Лоча с поклоном взяла стальной веер в левую руку.

– Заметь, – Князь повернулся к Психу, – я мог бы махнуть веером и сдуть к чертям твою поросю, а потом попытаться вместе с женой завалить тебя. Но я не знаю, какие козыри у тебя еще в рукаве, и – самое главное – втягивать в эту драку еще и жену не желаю. Пусть хоть она с гарантией выживет.

И он вновь повернулся к Дьяволице.

– Одолжишь этой мартышке веер на неделю? А он в отместку тебя не тронет. Не тронешь ведь, мартышка?

– Обещаю, – коротко кивнул Псих.

– Ну вот, пожалуй, и все, – бык виновато посмотрел на жену. – Если эта молодая стерва придет к тебе, с веером ты должна отбиться. Все остальное, что я вынес из дома, она себе отжала, и я ей клятву на Системе дал. Так что извини – больше у меня ничего нет и дать мне тебе нечего.

Он притянул к себе жену и поцеловал ее в лоб.

– И еще раз – если сможешь, прости засранца.

После чего Великий Мудрец, усмиряющий небо повернулся спиной к своей жене и спокойным шагом пошел к обезьяну и свинье.

– Ну вот и все. Вроде бы все дела переделал.
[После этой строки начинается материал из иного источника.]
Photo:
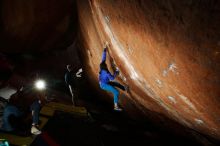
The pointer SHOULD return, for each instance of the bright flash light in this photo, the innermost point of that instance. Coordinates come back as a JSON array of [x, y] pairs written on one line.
[[40, 84]]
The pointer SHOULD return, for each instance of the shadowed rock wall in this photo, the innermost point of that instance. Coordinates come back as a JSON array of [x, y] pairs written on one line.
[[168, 53]]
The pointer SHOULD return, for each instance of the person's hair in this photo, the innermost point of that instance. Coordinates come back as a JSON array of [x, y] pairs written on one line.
[[103, 65], [69, 68]]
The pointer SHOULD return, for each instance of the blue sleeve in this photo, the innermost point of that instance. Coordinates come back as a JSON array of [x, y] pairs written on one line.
[[104, 55], [112, 77]]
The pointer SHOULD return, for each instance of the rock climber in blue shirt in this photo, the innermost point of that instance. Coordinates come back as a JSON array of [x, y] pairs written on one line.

И он с грустной улыбкой развел руками.

– Ты был прав, Хан, все как-то закономерно подошло к финалу. Итог, конечно, не очень впечатляет, но тут уж – что заработал, то и получил. Давай, мартышка, заканчивай.

Псих молчал.

Долго молчал, с минуту, наверное. Даже Жир не выдержал.

– Ну что ты там завис, Псих? Давай уже. Сразу и квест закроем. Если тебе в падлу или там неудобно – давай я его граблями откомпостирую. Мне нетрудно, опять же приварок получу – за него Система неслабо очков отсыплет.

Псих невольно улыбнулся.

– Толстокожее ты существо, Жир.

Потом, явно что-то решив, обезьян подошел к Лоче и сказал ей.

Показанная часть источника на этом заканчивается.